When he ran for governor in 1965, he had no opposition from within the Democratic party and was therefore nominated without a primary election. His support of President Johnson the previous year, however, lost him the support of the most die-hard segregationists, who bolted from the Democratic party to support William J. Story, Jr., the candidate of the short-lived Virginia Conservative Party. Godwin's bid for governor in 1965 was endorsed by the local affiliates of both the NAACP and the AFL-CIO.

Despite the third party challenge, Godwin defeated A. Linwood Holton Jr. by a 48%-36% margin, with Story winning 13% of the vote. (American Nazi Party leader George Lincoln Rockwell, running as an independent, won 3% of the vote.)

As Governor, Godwin abandoned the state's "pay as you go" fiscal policy, which Virginia had followed since Harry F. Byrd's governorship, by having the state issue bonds to pay for capital projects.

After his first term ended in 1970, Godwin began to separate himself from the Democratic party. He managed the Senate campaign of Harry F. Byrd, Jr. who was running as an Independent candidate. Godwin was denied a seat at the Democratic state convention in 1972, and he subsequently led the Virginia organization of "Democrats for Nixon," supporting Republican Richard Nixon over the Democratic presidential nominee, George McGovern.

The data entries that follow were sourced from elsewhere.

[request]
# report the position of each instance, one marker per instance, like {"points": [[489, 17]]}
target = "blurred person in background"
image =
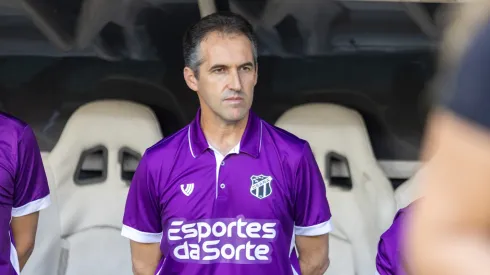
{"points": [[24, 191], [448, 233]]}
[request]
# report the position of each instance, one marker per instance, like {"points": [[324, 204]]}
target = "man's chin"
{"points": [[236, 115]]}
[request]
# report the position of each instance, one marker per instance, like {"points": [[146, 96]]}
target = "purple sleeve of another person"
{"points": [[312, 212], [142, 221], [31, 190], [388, 259]]}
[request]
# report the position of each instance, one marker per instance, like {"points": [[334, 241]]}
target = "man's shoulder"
{"points": [[12, 124], [168, 146], [286, 143], [285, 139]]}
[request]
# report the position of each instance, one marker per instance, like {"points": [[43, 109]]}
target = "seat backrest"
{"points": [[361, 214], [47, 250], [409, 191], [89, 165]]}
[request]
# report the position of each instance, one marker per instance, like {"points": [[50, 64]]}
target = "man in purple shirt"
{"points": [[24, 192], [388, 259], [229, 193]]}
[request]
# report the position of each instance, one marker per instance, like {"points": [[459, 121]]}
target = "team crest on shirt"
{"points": [[261, 186]]}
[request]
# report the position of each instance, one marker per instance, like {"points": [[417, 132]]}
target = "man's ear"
{"points": [[190, 79]]}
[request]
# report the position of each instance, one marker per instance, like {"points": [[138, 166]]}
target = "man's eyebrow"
{"points": [[217, 66], [246, 64]]}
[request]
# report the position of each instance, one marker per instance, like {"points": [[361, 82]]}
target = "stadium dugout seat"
{"points": [[46, 256], [408, 191], [92, 164], [362, 204]]}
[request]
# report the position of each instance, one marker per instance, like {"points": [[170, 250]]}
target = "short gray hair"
{"points": [[226, 23]]}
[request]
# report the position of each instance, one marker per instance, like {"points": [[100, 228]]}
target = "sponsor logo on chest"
{"points": [[238, 240]]}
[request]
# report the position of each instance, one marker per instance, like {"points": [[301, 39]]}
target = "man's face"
{"points": [[227, 76]]}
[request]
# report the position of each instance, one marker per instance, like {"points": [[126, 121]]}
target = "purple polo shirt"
{"points": [[234, 214], [388, 260], [23, 185]]}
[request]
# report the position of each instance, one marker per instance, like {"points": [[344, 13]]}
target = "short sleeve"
{"points": [[311, 210], [31, 190], [142, 220], [468, 87]]}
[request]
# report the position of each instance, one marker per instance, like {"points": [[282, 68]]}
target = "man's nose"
{"points": [[235, 81]]}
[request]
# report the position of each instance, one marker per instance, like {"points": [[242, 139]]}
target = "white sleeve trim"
{"points": [[31, 207], [140, 236], [314, 230]]}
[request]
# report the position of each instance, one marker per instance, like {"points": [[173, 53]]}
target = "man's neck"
{"points": [[221, 135]]}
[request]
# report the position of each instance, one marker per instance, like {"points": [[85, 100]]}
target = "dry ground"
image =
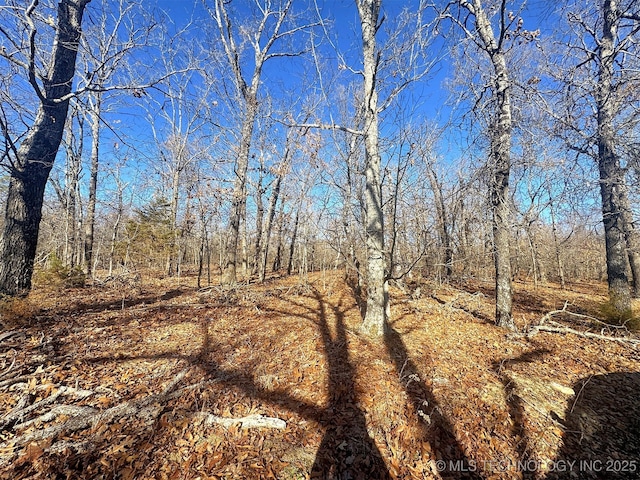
{"points": [[136, 381]]}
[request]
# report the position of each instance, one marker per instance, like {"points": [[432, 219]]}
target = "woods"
{"points": [[243, 130], [379, 183]]}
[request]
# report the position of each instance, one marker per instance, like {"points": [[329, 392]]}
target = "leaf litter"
{"points": [[273, 381]]}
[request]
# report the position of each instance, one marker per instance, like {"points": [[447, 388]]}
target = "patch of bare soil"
{"points": [[162, 380]]}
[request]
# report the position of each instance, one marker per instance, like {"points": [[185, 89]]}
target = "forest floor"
{"points": [[160, 379]]}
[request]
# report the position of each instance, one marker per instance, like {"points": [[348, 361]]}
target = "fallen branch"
{"points": [[250, 421], [544, 328], [564, 310], [147, 408]]}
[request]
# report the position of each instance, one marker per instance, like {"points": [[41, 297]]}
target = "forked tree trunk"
{"points": [[37, 152], [375, 319], [611, 177], [500, 163]]}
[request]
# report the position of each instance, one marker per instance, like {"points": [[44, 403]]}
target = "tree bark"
{"points": [[94, 115], [632, 238], [611, 177], [37, 152], [446, 253], [375, 319], [500, 163]]}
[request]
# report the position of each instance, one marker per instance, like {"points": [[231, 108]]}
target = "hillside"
{"points": [[157, 379]]}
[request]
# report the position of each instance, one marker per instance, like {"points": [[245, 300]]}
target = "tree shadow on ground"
{"points": [[602, 430], [346, 451], [437, 430]]}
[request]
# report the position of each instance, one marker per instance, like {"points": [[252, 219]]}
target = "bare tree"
{"points": [[494, 41], [31, 161], [599, 120]]}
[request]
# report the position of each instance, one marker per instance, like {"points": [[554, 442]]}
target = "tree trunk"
{"points": [[556, 244], [267, 227], [446, 253], [375, 319], [611, 177], [632, 237], [72, 179], [89, 227], [239, 203], [294, 237], [35, 157], [500, 163]]}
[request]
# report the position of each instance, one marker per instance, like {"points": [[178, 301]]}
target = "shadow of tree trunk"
{"points": [[437, 430], [346, 451]]}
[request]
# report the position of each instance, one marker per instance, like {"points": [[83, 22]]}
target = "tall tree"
{"points": [[272, 27], [599, 120], [375, 319], [31, 161], [611, 175], [494, 44]]}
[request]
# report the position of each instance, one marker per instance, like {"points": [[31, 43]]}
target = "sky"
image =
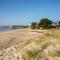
{"points": [[17, 12]]}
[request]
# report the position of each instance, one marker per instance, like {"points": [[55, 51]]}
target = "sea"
{"points": [[5, 29]]}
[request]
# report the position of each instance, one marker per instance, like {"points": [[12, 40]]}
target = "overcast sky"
{"points": [[14, 12]]}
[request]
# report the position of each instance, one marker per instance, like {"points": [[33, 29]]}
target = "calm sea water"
{"points": [[4, 29]]}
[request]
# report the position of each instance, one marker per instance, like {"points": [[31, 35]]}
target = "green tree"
{"points": [[45, 23]]}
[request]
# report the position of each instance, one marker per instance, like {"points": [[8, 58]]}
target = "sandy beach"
{"points": [[14, 37]]}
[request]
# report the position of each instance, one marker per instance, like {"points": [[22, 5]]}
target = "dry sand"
{"points": [[14, 37]]}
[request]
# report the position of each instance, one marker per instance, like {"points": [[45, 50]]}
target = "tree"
{"points": [[45, 23], [33, 25]]}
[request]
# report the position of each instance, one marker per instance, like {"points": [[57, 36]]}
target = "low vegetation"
{"points": [[44, 23]]}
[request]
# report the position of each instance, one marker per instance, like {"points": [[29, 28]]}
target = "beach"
{"points": [[26, 44], [14, 37]]}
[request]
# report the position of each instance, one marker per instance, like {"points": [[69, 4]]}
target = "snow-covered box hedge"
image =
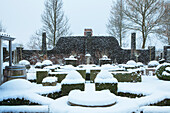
{"points": [[72, 81], [153, 63], [25, 63], [125, 76], [163, 71], [105, 80], [41, 74], [49, 81]]}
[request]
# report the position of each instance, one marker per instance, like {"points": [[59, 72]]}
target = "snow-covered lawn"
{"points": [[155, 90]]}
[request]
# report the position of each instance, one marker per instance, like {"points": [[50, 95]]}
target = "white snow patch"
{"points": [[17, 84], [47, 62], [155, 109], [131, 62], [73, 77], [108, 67], [71, 58], [5, 64], [38, 64], [105, 77], [153, 63], [104, 58], [28, 109], [166, 73], [96, 98], [24, 62], [167, 69]]}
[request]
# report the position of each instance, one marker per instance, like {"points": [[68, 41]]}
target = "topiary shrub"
{"points": [[72, 81], [105, 80], [49, 81], [162, 72], [17, 101], [59, 75], [41, 74]]}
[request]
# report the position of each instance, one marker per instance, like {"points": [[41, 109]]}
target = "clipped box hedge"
{"points": [[53, 95], [40, 75], [66, 88], [110, 86], [127, 76], [82, 72], [59, 75], [17, 101], [161, 69], [49, 84], [93, 74]]}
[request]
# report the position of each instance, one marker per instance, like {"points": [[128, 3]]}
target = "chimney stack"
{"points": [[133, 45], [88, 32], [44, 45]]}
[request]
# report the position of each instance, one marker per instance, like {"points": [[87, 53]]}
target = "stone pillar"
{"points": [[133, 45], [1, 62], [44, 45]]}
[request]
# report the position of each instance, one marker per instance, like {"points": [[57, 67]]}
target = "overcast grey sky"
{"points": [[23, 17]]}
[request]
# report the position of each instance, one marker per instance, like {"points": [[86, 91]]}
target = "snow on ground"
{"points": [[105, 77], [155, 90], [73, 77], [93, 98]]}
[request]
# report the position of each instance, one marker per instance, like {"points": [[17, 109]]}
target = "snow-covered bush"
{"points": [[139, 64], [38, 65], [72, 81], [25, 63], [163, 71], [49, 81], [108, 67], [153, 63], [73, 77], [17, 84], [5, 64], [105, 80], [131, 64], [46, 63], [41, 74]]}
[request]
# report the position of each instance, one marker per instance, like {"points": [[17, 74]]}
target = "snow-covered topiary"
{"points": [[108, 67], [25, 63], [153, 63], [139, 64], [73, 77], [105, 77], [38, 65], [6, 64], [71, 58], [46, 63], [131, 62], [17, 84], [49, 79], [162, 71]]}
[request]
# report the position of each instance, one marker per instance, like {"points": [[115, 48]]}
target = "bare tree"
{"points": [[116, 25], [144, 16], [164, 31], [54, 21], [35, 41]]}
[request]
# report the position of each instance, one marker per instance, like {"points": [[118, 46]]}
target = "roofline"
{"points": [[7, 38]]}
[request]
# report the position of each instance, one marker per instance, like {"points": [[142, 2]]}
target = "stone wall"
{"points": [[97, 46]]}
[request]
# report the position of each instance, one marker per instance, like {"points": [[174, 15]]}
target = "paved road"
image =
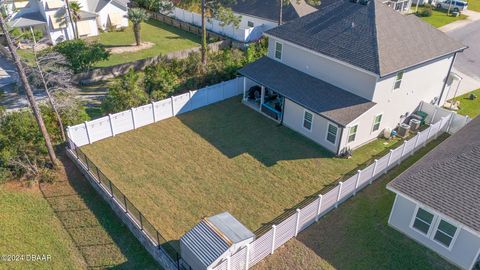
{"points": [[468, 62]]}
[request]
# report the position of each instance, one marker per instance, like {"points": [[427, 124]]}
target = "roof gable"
{"points": [[372, 37]]}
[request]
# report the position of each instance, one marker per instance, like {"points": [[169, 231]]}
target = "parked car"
{"points": [[453, 5]]}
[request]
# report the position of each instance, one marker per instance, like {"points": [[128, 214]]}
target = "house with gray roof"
{"points": [[51, 17], [345, 73], [437, 199]]}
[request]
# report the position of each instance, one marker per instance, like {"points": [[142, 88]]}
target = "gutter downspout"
{"points": [[446, 79]]}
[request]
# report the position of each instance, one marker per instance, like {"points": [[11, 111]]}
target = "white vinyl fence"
{"points": [[240, 34], [134, 118], [443, 121]]}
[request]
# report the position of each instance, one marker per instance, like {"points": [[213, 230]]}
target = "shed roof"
{"points": [[327, 100], [448, 178], [373, 37]]}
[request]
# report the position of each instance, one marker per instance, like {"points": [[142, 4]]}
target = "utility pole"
{"points": [[29, 93]]}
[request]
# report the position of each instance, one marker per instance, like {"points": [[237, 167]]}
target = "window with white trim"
{"points": [[278, 50], [445, 233], [352, 133], [423, 220], [332, 133], [398, 80], [307, 120], [376, 122]]}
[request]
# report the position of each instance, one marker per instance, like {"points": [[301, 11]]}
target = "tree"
{"points": [[80, 55], [137, 16], [217, 9], [29, 93], [74, 13]]}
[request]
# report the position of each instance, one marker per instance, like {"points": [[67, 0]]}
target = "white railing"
{"points": [[238, 33], [445, 121], [134, 118]]}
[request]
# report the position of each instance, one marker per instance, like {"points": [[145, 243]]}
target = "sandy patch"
{"points": [[131, 48]]}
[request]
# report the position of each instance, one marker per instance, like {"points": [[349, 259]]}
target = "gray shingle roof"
{"points": [[448, 178], [373, 37], [27, 19], [327, 100]]}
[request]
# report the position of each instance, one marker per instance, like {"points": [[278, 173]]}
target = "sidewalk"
{"points": [[473, 16]]}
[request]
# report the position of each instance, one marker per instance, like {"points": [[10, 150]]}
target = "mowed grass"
{"points": [[439, 17], [165, 37], [469, 107], [29, 226], [224, 157], [357, 236]]}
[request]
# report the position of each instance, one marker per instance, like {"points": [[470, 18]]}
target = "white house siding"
{"points": [[346, 77], [423, 83], [293, 118], [110, 8], [464, 249]]}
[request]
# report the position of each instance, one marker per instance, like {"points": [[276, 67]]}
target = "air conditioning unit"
{"points": [[403, 130]]}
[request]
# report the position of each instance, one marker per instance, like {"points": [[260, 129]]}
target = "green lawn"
{"points": [[166, 38], [29, 226], [356, 236], [439, 17], [469, 107], [224, 157]]}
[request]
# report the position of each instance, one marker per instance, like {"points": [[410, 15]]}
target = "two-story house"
{"points": [[343, 74], [51, 17]]}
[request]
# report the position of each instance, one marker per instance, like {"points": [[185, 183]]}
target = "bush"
{"points": [[80, 55], [426, 12]]}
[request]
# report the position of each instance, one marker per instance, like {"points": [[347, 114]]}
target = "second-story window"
{"points": [[278, 50], [398, 80]]}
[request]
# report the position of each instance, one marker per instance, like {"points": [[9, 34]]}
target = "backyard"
{"points": [[223, 157], [165, 39], [439, 17], [357, 236]]}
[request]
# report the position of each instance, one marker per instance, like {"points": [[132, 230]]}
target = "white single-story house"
{"points": [[342, 75], [212, 240], [51, 17], [437, 199]]}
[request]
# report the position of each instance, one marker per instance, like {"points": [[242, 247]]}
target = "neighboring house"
{"points": [[343, 74], [214, 239], [437, 199], [51, 17]]}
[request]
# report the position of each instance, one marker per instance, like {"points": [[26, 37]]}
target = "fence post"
{"points": [[434, 114], [133, 118], [88, 133], [247, 257], [173, 106], [374, 171], [389, 160], [357, 182], [125, 202], [320, 198], [403, 151], [111, 125], [153, 112], [274, 230], [297, 222], [340, 184]]}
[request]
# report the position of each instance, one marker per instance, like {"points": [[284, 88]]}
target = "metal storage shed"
{"points": [[213, 239]]}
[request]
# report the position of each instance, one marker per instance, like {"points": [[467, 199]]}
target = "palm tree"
{"points": [[74, 12], [137, 16]]}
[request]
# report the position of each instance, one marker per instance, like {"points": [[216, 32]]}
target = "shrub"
{"points": [[80, 55]]}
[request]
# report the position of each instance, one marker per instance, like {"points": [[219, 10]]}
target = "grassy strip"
{"points": [[29, 226], [357, 236], [224, 157]]}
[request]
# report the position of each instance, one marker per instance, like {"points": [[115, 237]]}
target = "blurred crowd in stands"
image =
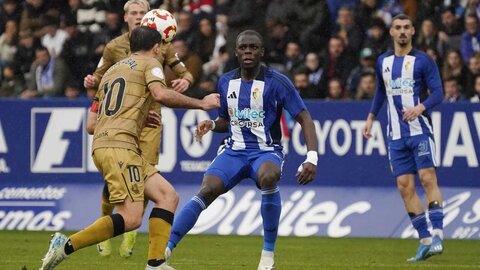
{"points": [[327, 47]]}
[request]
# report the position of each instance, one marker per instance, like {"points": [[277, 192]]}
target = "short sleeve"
{"points": [[154, 73]]}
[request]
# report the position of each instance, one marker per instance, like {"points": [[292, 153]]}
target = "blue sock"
{"points": [[185, 220], [419, 222], [271, 209], [435, 214]]}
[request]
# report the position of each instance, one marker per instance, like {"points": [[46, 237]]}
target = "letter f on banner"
{"points": [[53, 146]]}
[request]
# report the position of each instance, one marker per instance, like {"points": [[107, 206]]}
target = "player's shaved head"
{"points": [[401, 17], [250, 32], [144, 38]]}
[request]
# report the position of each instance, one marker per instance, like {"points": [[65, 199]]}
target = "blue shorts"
{"points": [[408, 155], [232, 166]]}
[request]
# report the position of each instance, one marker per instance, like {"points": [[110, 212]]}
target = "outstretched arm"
{"points": [[174, 99], [308, 169], [218, 125]]}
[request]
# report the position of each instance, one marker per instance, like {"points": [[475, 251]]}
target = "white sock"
{"points": [[438, 232], [267, 254], [426, 241]]}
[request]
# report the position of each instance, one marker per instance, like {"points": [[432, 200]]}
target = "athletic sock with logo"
{"points": [[270, 209], [186, 219]]}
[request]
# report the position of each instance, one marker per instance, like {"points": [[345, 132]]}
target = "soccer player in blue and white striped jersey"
{"points": [[410, 82], [252, 99]]}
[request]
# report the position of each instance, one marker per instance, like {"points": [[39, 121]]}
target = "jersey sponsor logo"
{"points": [[302, 215], [399, 86], [233, 95], [423, 148], [246, 123], [157, 72], [3, 150], [246, 114], [58, 140], [256, 93]]}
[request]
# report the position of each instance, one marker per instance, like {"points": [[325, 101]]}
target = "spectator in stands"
{"points": [[9, 10], [92, 16], [276, 40], [77, 51], [476, 96], [26, 52], [367, 63], [112, 29], [351, 34], [49, 76], [54, 37], [34, 17], [199, 6], [339, 63], [470, 40], [312, 23], [335, 91], [453, 67], [452, 90], [315, 69], [473, 8], [366, 86], [73, 89], [473, 69], [435, 56], [303, 85], [203, 40], [185, 26], [293, 57], [217, 65], [245, 14], [365, 12], [450, 28], [12, 83], [377, 37], [428, 38], [192, 62], [8, 42]]}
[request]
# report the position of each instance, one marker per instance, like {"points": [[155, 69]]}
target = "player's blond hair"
{"points": [[138, 2]]}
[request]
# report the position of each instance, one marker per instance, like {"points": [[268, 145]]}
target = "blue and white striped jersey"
{"points": [[406, 81], [253, 108]]}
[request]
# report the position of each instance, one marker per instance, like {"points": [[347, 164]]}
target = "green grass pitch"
{"points": [[23, 250]]}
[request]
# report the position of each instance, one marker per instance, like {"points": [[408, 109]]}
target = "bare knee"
{"points": [[132, 222], [268, 178], [406, 188], [428, 178], [211, 188]]}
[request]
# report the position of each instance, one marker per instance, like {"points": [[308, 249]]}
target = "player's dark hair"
{"points": [[402, 17], [250, 32], [144, 38]]}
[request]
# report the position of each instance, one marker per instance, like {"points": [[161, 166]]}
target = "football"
{"points": [[162, 21]]}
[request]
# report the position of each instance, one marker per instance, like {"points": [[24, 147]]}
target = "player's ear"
{"points": [[156, 48]]}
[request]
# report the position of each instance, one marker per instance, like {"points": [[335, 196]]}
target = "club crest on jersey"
{"points": [[408, 65], [256, 93], [423, 148], [157, 72]]}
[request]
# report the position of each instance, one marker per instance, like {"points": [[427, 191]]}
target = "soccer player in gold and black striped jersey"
{"points": [[150, 139], [129, 87]]}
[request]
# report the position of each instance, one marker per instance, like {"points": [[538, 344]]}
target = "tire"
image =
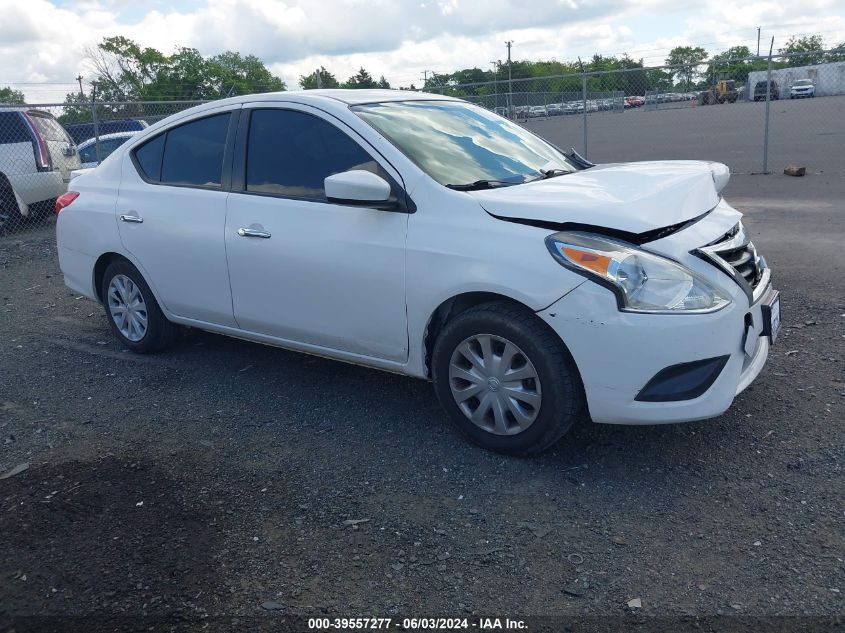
{"points": [[122, 285], [556, 390]]}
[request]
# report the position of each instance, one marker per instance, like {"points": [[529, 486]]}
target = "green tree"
{"points": [[735, 63], [803, 51], [686, 59], [327, 80], [10, 96], [238, 74], [124, 71], [837, 54], [361, 79]]}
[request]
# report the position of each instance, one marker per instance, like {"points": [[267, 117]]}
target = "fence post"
{"points": [[584, 103], [768, 101], [94, 120]]}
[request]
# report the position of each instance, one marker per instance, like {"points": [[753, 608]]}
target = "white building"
{"points": [[829, 79]]}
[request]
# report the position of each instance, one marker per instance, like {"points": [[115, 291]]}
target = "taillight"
{"points": [[65, 199], [42, 156]]}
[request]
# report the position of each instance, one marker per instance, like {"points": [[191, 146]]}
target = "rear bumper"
{"points": [[78, 269], [618, 353]]}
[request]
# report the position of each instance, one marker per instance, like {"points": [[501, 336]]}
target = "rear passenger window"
{"points": [[190, 154], [193, 153], [290, 154], [13, 129], [148, 157]]}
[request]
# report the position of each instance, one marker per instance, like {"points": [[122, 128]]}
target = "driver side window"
{"points": [[290, 153]]}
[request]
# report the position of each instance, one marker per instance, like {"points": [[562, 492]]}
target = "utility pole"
{"points": [[510, 81], [496, 82]]}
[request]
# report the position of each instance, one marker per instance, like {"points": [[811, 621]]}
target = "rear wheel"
{"points": [[505, 379], [133, 313]]}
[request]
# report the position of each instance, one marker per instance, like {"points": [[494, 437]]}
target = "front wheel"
{"points": [[505, 379], [133, 313]]}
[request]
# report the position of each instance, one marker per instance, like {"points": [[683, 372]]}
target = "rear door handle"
{"points": [[244, 232]]}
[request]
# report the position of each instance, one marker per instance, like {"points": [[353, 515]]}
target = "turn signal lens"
{"points": [[642, 281], [587, 259], [65, 199]]}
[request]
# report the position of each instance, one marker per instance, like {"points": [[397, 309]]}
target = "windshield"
{"points": [[458, 143]]}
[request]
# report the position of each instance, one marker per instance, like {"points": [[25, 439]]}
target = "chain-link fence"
{"points": [[754, 114], [41, 145], [716, 110]]}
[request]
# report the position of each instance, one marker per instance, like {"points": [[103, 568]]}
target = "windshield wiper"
{"points": [[482, 184]]}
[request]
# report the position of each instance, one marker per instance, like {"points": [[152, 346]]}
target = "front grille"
{"points": [[735, 254], [744, 261]]}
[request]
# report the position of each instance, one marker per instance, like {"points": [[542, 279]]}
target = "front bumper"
{"points": [[618, 353]]}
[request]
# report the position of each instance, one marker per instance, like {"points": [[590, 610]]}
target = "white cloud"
{"points": [[40, 41]]}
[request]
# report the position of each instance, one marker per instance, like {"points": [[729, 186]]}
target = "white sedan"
{"points": [[423, 235]]}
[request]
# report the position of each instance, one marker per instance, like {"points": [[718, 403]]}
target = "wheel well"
{"points": [[100, 269], [451, 308]]}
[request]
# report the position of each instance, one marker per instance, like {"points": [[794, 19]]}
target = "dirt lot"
{"points": [[231, 486], [808, 132]]}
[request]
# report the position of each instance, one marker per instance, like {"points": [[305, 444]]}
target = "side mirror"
{"points": [[358, 188]]}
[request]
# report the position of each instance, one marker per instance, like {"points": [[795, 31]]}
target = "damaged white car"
{"points": [[423, 235]]}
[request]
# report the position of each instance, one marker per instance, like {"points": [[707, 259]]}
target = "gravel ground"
{"points": [[224, 479], [808, 132]]}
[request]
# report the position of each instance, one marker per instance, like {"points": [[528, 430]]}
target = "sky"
{"points": [[43, 43]]}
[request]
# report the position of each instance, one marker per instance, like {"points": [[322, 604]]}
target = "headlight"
{"points": [[642, 282]]}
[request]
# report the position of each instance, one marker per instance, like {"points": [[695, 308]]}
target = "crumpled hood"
{"points": [[630, 197]]}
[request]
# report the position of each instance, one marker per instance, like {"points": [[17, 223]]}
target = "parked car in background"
{"points": [[108, 143], [426, 236], [82, 131], [760, 91], [36, 158], [802, 89]]}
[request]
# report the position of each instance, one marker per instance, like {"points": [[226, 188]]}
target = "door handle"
{"points": [[244, 232]]}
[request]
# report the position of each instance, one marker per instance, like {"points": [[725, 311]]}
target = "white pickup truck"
{"points": [[36, 158]]}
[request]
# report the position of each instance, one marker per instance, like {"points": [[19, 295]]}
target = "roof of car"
{"points": [[348, 96], [106, 137]]}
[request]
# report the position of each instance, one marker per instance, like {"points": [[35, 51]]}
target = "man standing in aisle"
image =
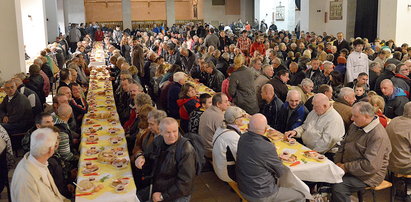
{"points": [[357, 61]]}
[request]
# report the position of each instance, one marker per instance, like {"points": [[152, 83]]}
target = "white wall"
{"points": [[34, 26], [51, 16], [11, 40], [216, 14], [403, 31], [60, 16]]}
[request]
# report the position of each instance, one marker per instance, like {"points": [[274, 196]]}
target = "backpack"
{"points": [[197, 142]]}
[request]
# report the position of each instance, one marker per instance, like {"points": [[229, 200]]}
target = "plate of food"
{"points": [[92, 151], [274, 134], [288, 157], [115, 140], [120, 163], [89, 167], [314, 155], [91, 139], [106, 157], [85, 186]]}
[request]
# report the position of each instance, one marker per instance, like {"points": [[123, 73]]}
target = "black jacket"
{"points": [[173, 177]]}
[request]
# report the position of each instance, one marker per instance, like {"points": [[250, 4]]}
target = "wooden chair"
{"points": [[234, 186], [383, 185], [400, 177]]}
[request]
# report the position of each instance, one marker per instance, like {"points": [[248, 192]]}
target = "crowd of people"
{"points": [[346, 99]]}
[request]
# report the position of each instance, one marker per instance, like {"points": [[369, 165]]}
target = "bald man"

Although Lt. Gov. Henry E. Howell, Jr., had been elected to his office as an independent, against Democratic and Republican opposition, Howell appeared to be the front-runner for the Democratic nomination for governor in the 1973 election. Howell was a self-styled "populist," but many conservatives of both parties saw him simply as a liberal, whose push to the governor's office they believed must be stopped. Former Governor Godwin was persuaded to run for governor by conservative Republicans who saw Godwin as the most likely candidate to beat Howell. Although Godwin sought and won the Republican party's nomination, he did not declare that he had personally switched his party affiliation until his speech to the Republican convention in which he accepted his nomination "as one of you." In the November 1973 election, Godwin defeated Howell to win his second term. Godwin became the only Virginia governor to be elected to two terms in the 20th century. His second term lacked the accomplishments of his first term, as Godwin ordered spending cuts due to the poor economy.

In 1976, Governor Godwin supported the bid of President Gerald R. Ford, Jr., for the Republican presidential nomination, against challenger Ronald Reagan. The Virginia Republican party convention of that year, however, elected a largely pro-Reagan delegation to the 1976 Republican National Convention, although as a courtesy Godwin was designated as co-chairman of the delegation (but was required to share the co-chairmanship with Reagan supporter Richard D. Obenshain).

After the end of his second term, Godwin worked behind the scenes in the Virginia Republican Party.

Mills Godwin High School, in suburban Richmond, Virginia, is named for him.